Tempers have grown hotter in the last two days, since the region’s pro-Moscow leadership declared it part of Russia and announced a March 16 referendum to confirm it.

The worst face-off with Moscow since the Cold War has left the West scrambling for a response. U.S. Secretary of State John Kerry, speaking to Russia’s foreign minister for the fourth day in a row, told Sergei Lavrov that annexing Crimea “would close any available space for diplomacy,” a U.S. official said.

President Barack Obama spoke by phone to the leaders of France, Britain and Italy and three ex-Soviet Baltic states that have joined NATO. He assured Latvia, Lithuania and Estonia, which have their own ethnic Russian populations, that the Western military alliance would protect them if necessary.

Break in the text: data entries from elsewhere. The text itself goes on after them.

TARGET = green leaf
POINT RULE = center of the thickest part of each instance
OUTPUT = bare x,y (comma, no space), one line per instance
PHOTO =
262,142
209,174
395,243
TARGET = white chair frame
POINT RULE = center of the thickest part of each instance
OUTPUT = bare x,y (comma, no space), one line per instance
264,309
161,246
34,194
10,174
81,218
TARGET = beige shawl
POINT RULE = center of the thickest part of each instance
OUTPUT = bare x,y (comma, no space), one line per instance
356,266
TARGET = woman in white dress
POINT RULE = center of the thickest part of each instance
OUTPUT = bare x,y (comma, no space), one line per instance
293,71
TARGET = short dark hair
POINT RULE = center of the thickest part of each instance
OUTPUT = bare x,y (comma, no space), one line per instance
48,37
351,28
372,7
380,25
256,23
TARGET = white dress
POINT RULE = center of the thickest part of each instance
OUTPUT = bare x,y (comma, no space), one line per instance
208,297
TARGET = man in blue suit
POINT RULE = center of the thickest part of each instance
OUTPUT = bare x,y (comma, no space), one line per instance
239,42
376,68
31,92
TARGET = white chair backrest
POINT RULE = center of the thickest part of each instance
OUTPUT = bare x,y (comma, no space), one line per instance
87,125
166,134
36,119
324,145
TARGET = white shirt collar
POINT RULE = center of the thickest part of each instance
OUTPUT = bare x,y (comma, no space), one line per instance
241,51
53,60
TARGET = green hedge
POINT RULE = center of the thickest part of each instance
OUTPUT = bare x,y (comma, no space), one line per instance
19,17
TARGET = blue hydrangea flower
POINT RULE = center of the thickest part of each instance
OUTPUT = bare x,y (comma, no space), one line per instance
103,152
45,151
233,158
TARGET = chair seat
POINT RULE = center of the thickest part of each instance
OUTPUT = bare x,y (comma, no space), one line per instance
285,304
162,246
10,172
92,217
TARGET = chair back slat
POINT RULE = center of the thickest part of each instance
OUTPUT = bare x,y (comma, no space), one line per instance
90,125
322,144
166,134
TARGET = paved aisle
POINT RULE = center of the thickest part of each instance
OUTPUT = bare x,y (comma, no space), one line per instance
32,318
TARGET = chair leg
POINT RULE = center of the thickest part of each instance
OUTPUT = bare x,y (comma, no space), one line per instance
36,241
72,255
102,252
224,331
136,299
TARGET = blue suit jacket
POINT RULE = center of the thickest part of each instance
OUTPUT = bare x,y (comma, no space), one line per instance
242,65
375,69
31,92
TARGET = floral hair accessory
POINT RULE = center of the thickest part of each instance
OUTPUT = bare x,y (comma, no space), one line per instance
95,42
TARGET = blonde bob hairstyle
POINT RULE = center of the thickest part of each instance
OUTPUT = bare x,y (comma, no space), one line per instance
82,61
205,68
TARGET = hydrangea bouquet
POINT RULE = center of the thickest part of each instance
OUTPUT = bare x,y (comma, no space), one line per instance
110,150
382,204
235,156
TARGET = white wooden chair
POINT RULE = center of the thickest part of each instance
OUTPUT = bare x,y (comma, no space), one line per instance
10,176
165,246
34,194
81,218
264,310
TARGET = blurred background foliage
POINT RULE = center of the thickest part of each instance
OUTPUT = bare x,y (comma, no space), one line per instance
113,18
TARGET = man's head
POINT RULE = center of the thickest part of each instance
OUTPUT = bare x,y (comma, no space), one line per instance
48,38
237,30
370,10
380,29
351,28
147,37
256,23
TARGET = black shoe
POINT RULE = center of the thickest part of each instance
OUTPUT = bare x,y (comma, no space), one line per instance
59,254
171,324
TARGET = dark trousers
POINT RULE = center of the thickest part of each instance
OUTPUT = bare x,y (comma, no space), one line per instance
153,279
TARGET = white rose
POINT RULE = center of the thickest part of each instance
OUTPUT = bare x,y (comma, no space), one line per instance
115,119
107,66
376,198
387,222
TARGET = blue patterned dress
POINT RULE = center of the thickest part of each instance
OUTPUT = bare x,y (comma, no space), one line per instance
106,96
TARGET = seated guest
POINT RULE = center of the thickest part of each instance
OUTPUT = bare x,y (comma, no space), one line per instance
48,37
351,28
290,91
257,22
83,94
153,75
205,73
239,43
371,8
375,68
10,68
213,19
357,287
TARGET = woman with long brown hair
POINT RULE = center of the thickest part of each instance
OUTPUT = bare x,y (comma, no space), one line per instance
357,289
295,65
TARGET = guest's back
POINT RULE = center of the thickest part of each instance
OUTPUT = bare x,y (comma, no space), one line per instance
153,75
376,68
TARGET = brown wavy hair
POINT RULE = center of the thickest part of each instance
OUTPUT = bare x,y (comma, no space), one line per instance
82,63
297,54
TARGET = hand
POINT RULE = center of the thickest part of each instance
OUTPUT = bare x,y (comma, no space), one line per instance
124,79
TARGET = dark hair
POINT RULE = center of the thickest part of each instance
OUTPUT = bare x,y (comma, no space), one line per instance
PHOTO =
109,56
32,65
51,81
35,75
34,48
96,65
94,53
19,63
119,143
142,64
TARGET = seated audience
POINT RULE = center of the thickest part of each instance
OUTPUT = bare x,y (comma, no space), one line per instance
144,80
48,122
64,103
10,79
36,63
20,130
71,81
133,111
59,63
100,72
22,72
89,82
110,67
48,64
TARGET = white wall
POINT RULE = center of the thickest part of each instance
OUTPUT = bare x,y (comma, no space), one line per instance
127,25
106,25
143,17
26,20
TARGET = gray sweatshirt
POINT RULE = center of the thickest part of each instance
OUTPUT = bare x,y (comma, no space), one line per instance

A spokeswoman for the Organization for Security and Cooperation in Europe said no one was hurt when shots were fired to turn back its mission of more than 40 unarmed observers, who have been invited by Kiev but lack permission from Crimea’s pro-Russian authorities to cross the isthmus to the peninsula.

They had been turned back twice before, but this was the first time shots were fired.

Ukraine’s border guards said an unarmed observation plane took rifle fire flying 1,000 meters over the regional border.

Hackers targeted Kiev’s security council with a denial of service attack designed to cripple its computers, the council said. The national news agency was also hit. Russia used similar cyber tactics during its war against Georgia in 2008.

Crimea’s pro-Moscow authorities have ordered all remaining Ukrainian troop detachments in the province to disarm and surrender, but at several locations they have refused to yield.

Moscow denies that the Russian-speaking troops in Crimea are under its command, an assertion Washington dismisses as “Putin’s fiction”. Although they wear no insignia, the troops drive vehicles with Russian military plates.